Sie sind geschwächt, haben nicht mehr viele Vorräte. Wohl hören sie von einem anderen großen See weiter im Westen. Auch der Nil biegt nach Westen ab. Aber die Gebiete, durch die er fließt, sind von feindlichen Stämmen bewohnt. Speke zieht daher nach Norden, stößt in einiger Entfernung wieder auf den Fluss. Später wird Samuel Baker den Albertsee entdecken, und feststellen, dass der Nil durch diesen hindurchfließt.

Spekes Expedition muss den Strom immer wieder verlassen. Er lässt sich nur schwer befahren, die Ufer sind undurchdringlich. Am Ende ihrer Kräfte erreichen sie Faloro, den südlichsten Handelsplatz der Ägypter. Das erste Mal seit zwei Jahren schlafen sie in einem Bett, waschen sich mit Seife. Sie werden nach Gondokoro im Sudan geleitet, wo sie Samuel Baker treffen, der mit seiner Frau den Nil hinauffährt. Sie tauschen Reiseinformationen aus, erhalten neue Vorräte. Von Khartum schickt Speke sein berühmtes Telegramm nach London: «The Nile is settled!» – Die Nilfrage ist gelöst.

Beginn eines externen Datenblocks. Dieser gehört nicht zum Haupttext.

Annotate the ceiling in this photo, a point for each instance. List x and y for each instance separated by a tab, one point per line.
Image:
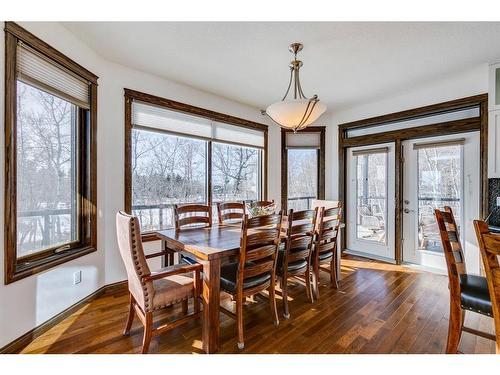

Aber sie ist es nicht. Zurück in London, werden seine Ergebnisse von Burton und anderen Wissenschaftlern scharf angegriffen. Er habe den Victoriasee nicht umfahren, um festzustellen, ob er ein einzelner großer See sei oder sich aus mehreren kleineren zusammensetze; ob im Süden ein großer Strom hineinfließe, der dann als eigentliche Hauptquelle zu gelten habe. Er sei außerdem nicht dem ganzen Lauf des Nil gefolgt. So und ähnlich lauteten die Vorwürfe, denen Speke sich ausgesetzt sieht. Als die hitzige Debatte ihren Höhepunkt erreicht, stirbt John H. Speke am 15. September 1864 bei einem Jagdunfall. Manche vermuten Selbstmord. Es dauert noch Jahre, bis die Nilfrage endgültig geklärt ist. Letztlich wird Speke mit seiner Theorie Recht behalten.